I'm sure there are drawbacks, too. My guess is that the biggest reason would be the simple one of resistance to change. You know, child-care schedules and work schedules and practices and vacations and all that.

Side comment: I don't believe the idea that people don't like "change." I hear people say all the time that "people don't like change." I think they do like change if the reasons for "change" are clearly communicated as well as how the "benefits" outweigh the "inconveniences." Case in point: If someone in the 1960's in the summer in Texas didn't have air-conditioning, and you told them that you could put a window unit in their home which would cool down a room where they could be more comfortable as well as a few health benefits, etc. Sure, there'll be an additional cost, namely financial, to your power bill. And maybe some nominal risk regarding fire hazards or what not. But, largely, a person living in the heat would like that change and be willing to make a few personal sacrifices for it.

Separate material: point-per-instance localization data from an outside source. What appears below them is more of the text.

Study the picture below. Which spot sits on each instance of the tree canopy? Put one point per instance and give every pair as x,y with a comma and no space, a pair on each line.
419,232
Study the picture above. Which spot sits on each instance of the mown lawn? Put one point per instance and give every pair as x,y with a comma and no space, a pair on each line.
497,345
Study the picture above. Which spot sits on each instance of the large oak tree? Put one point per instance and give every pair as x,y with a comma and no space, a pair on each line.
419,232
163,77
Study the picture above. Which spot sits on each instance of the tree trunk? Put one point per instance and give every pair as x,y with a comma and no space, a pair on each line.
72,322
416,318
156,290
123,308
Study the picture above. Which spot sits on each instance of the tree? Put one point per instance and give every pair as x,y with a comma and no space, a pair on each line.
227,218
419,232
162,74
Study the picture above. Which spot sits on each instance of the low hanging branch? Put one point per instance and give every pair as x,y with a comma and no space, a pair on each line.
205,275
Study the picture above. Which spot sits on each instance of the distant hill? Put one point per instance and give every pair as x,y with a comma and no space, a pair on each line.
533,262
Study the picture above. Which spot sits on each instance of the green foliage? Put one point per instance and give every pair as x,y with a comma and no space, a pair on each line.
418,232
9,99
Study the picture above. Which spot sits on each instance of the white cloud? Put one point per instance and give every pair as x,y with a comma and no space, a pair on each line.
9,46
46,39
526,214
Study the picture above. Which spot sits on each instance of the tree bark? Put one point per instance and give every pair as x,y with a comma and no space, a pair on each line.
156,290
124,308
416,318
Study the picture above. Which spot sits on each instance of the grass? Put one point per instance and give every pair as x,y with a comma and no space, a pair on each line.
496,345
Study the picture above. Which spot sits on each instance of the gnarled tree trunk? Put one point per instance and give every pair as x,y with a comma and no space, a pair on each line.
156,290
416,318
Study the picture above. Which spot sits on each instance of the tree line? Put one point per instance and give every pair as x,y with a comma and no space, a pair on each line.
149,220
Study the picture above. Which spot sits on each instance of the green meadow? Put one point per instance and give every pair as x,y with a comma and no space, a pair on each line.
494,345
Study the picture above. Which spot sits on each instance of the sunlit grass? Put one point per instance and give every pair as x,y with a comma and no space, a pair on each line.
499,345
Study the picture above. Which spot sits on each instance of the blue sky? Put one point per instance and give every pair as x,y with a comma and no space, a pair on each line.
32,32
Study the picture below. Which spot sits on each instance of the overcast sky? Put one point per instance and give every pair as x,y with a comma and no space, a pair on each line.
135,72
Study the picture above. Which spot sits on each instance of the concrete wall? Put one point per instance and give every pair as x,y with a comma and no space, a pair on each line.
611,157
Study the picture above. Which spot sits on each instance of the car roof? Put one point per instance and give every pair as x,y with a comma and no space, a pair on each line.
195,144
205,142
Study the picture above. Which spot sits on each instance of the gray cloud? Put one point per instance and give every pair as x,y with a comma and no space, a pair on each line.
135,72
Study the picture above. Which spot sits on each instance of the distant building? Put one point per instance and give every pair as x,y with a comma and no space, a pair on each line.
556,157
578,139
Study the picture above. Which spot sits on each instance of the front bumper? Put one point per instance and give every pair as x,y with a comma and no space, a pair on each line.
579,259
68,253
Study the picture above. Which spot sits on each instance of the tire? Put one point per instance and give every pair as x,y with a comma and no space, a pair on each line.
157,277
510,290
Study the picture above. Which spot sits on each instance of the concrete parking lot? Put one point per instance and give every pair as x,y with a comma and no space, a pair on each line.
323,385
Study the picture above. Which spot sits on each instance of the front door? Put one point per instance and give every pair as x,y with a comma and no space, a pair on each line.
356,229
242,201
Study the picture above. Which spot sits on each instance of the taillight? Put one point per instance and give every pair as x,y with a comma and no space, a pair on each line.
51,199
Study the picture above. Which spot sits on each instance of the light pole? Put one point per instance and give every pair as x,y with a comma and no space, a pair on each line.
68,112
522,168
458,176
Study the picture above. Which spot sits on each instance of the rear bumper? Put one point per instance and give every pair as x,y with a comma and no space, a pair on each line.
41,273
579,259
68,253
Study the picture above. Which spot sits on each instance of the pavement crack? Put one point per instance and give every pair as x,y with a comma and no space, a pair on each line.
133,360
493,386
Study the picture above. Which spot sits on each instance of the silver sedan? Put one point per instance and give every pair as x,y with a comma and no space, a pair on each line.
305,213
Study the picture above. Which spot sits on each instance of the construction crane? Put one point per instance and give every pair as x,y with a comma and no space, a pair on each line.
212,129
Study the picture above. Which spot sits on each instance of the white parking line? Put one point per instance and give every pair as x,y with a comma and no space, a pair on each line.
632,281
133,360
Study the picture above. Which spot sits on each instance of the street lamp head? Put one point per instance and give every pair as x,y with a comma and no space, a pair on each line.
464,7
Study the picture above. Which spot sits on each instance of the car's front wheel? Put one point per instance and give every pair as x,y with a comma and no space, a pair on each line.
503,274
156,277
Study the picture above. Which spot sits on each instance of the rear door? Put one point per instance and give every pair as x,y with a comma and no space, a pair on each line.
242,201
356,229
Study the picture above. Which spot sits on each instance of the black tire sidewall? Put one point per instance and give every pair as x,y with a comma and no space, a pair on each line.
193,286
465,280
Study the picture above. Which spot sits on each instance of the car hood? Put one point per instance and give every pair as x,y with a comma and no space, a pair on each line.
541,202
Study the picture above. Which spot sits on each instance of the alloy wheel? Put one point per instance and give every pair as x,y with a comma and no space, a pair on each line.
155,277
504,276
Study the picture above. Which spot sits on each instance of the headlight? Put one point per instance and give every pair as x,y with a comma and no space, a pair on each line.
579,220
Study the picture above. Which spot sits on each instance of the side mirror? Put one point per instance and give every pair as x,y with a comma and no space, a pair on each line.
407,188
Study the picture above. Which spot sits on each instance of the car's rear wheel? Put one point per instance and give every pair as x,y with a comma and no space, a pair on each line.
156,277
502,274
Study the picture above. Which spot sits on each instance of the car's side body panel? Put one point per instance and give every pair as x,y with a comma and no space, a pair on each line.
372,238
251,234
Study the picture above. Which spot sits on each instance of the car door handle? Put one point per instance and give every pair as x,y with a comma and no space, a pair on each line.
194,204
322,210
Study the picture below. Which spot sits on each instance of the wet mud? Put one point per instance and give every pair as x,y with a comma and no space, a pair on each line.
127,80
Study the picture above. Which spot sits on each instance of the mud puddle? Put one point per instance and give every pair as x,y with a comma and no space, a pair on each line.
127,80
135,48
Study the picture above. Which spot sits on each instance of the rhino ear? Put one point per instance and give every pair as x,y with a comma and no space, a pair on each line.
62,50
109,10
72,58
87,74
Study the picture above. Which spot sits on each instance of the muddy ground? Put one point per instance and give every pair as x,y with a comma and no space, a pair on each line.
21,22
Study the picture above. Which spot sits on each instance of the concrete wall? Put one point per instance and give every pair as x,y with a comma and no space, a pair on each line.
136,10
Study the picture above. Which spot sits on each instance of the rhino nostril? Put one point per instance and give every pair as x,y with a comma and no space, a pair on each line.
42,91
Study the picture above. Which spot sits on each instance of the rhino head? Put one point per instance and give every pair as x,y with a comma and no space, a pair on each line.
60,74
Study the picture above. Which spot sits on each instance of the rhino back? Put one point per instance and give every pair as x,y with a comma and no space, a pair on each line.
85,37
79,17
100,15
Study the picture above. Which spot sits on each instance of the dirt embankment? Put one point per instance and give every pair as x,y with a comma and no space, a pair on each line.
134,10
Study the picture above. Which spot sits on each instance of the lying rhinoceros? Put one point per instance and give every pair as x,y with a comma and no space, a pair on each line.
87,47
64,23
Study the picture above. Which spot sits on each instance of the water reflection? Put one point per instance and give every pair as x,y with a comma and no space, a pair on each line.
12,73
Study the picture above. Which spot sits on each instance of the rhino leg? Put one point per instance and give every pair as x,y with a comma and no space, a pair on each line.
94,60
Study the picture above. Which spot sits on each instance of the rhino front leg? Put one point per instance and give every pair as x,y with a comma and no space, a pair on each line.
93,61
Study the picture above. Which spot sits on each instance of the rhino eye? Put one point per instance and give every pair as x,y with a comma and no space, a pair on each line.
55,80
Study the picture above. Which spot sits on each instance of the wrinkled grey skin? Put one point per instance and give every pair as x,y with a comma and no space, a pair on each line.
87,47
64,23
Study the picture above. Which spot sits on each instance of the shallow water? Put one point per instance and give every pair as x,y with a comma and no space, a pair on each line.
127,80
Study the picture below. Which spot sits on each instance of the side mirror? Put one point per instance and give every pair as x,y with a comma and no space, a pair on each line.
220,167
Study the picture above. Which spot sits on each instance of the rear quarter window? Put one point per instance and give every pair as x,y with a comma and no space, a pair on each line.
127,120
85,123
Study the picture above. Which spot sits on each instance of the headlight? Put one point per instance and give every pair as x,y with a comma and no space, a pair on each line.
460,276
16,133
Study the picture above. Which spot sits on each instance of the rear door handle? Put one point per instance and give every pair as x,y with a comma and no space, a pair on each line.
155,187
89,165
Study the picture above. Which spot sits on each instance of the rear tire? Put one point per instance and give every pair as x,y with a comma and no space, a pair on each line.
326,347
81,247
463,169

Anyway, I've long been a propenent of "year-round" school (much like my little personal crusade for public transportation) and would love to hear the patronage weigh-in on the idea.

Frankly, I think we pretty much have year-round school anyway since coaches and sponsors and band directors have camps and tournaments and such that require our kids to be there.

And, even more frankly, there's not a chance anything like this will ever pass in Texas since the tourism industry lobby has enough sway with state legislators to move the school schedule to allow for more summer vacation (when most everybody I know heads to Colorado or north Florida for their vacations anyway).

Lastly, I have no idea what the teachers would think about it, which is ultimately who should have a majority voice in the discussion.

But I think it's a fun discussion to have, so, whaddya think, patrons?